The UK economy is forecast to contract by 15 per cent in the second quarter of 2020, a fresh report has said, setting a new record as businesses struggle to operate during lockdown.
The EY Item Club had previously forecast the contraction at 13 per cent, but adjusted the figures to reflect poor economic performance in April and a deeper than expected contraction in the first quarter.
It has also further downgraded its GDP forecast for the UK economy overall, and is now predicting an eight per cent contraction for 2020 compared to the 6.8 per cent fall it predicted in April.
However in a brighter spot, it today predicted year-on-year GDP growth of 5.6 per cent in 2021, up from 4.5 per cent in its previous forecast, suggesting it sees the economy getting back on track next year.
The report warned that the UK economy is still not expected to return to its pre-coronavirus size from the last quarter of 2019 until early 2023.
“The impact of Covid-19 on the UK economy will depend on just how long the pandemic lasts, how many people are affected and how long restrictions to activity have to be in place,” said Howard Archer, chief adviser to the EY Item Club.
“The hope is that while there will undoubtedly be a substantial impact on the economy, it will be restricted in terms of time and there will be limited longer-term repercussions.
Archer added that the UK economy is expected to begin its recovery from the third quarter of this year, as long as the government continues to gradually relax lockdown restrictions.

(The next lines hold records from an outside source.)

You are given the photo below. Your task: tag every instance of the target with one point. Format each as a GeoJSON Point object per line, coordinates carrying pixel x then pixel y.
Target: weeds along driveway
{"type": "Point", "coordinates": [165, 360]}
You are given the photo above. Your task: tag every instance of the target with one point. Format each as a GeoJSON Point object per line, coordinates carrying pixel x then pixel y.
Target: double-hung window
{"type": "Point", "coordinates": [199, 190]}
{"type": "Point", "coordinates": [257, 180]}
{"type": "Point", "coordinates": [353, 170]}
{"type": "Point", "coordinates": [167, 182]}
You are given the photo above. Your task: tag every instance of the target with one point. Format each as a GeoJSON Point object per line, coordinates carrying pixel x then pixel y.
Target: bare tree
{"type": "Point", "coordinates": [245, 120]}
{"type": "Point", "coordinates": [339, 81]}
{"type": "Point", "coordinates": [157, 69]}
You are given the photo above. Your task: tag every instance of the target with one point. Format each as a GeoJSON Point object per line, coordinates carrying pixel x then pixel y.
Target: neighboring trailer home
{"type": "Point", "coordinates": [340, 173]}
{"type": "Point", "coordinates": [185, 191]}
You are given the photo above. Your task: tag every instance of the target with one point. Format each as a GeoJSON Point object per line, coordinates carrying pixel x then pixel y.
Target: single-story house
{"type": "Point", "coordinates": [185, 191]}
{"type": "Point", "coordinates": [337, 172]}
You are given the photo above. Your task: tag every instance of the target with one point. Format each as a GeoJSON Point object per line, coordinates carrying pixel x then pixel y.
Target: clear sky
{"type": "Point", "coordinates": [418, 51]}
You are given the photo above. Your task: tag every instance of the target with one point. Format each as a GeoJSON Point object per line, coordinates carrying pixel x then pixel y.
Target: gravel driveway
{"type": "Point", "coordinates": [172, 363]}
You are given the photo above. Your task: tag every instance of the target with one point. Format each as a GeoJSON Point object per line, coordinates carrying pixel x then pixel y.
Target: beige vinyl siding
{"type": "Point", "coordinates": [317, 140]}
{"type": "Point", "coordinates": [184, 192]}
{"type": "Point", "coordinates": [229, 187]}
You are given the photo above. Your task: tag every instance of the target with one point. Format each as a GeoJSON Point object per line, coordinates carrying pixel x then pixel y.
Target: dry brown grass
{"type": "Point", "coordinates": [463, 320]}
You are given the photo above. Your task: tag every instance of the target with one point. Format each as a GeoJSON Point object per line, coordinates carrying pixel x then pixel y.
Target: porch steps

Consumer spending is forecast to contract by 17 per cent quarter-on-quarter between April and June, and by 8.7 per cent over the whole of the year, before recovering by five per cent in 2021.
“Many people have lost their jobs despite the government’s supportive measures and we’re currently expecting the unemployment rate to increase to around 7.5 per cent in [the third quarter of ] 2020 from 3.9 per cent in the months to March,” said Archer.
“Positively though, consumer purchasing power should also benefit from very low inflation, and we believe consumer price inflation could fall as low as 0.2 per cent over the summer.”
Meanwhile overall UK investment is forecast to fall 13.7 per cent in 2020, with business investment declining 14 per cent. Government spending is forecast to rise 4.5 per cent, while exports of goods and services fall by 11.4 per cent and imports decline by a lesser 10.6 per cent.
Mark Gregory, EY UK’s chief economist, said: “With this interim forecast, we’ve made some significant adjustments to our GDP expectations compared to what the data told us just six weeks ago.
“Over the coming months, companies have a double challenge: they need to respond to the short-term impact of Covid-19 on their business, and they will also need to catch-up to long-term shifts in the economy which have been accelerated by the pandemic.”